Our circadian clock is also regulated by our body temperature. You want to raise your temperature in the morning—get up and get moving—and lower it to help you sleep deeply through the night. Take a shower or bath two hours before bedtime to allow your body to cool down, and crack open a window when you go to bed if it’s safe to do so.
Calm your mind
A calm mind allows you to drift off to sleep, and fall back asleep when you wake during the night. Everybody wakes several times during the night. A good sleeper will turn over and go back to dreamland. A bad sleeper will lie awake, ruminating on o’possums.
There are three ways to achieve a calm mental state: deep breathing, relaxation exercises, and meditation or prayer.
After your pre-sleep ritual, turn out the lights, lie on your back, and breathe deeply into your belly. There are many different methods of deep breathing, or pranayama, as it’s called in Hindu yoga. I find alternate nostril breathing to be very calming. Here’s a short video on how to do it.

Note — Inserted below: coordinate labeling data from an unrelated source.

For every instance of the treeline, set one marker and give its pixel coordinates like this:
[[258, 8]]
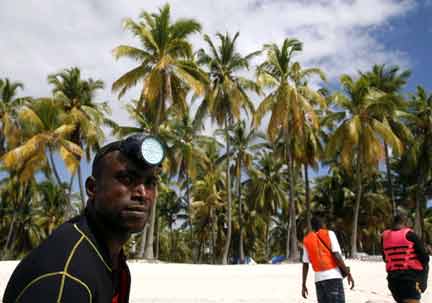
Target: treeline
[[245, 190]]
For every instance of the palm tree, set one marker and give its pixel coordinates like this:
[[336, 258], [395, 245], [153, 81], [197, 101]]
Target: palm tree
[[289, 102], [311, 141], [165, 69], [391, 82], [208, 198], [267, 189], [242, 151], [165, 66], [9, 106], [416, 162], [77, 96], [186, 155], [357, 140], [225, 99], [43, 128]]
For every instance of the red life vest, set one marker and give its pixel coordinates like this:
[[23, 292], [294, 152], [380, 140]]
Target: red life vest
[[319, 255], [399, 252]]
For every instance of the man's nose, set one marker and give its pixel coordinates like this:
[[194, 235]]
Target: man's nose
[[140, 190]]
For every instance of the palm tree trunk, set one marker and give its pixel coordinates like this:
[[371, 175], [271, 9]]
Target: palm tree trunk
[[307, 193], [81, 185], [267, 239], [9, 237], [143, 241], [148, 254], [53, 166], [418, 212], [357, 205], [191, 238], [15, 198], [228, 186], [241, 246], [292, 249], [157, 239], [213, 236], [389, 179]]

Or just breathe through your nose, filling your belly with air, for the count of four, then exhale through the mouth for the count of six. Do this ten times. The long exhale taps into your parasympathetic nervous system, lowering your blood pressure and giving you calm vibes.
You can also try an “ocean breath,” where you breathe in through the nose while constricting your throat slightly, and breathe out through the nose with that same constricting sound. It’s almost, but not quite, a snore. Do ten.
After your deep breathing, relax in your sleep position and let go of thoughts. This is where a good meditation practice comes into play. If your muscles are tense, breathe into the tight places and breathe out the tension. Practicing a progressive muscle relaxation technique—or any body relaxation exercise—during the day, will help you conk out at night.
The stress we accumulate during our waking hours affects our ability to sleep. So take regular breaks at work: stretch, walk around, breathe deep, bring your awareness to the moment, and remind yourself that whatever stress you’re carrying, most likely won’t matter ten years from now.
Besides, you don’t need that extra baggage. You have a train to catch.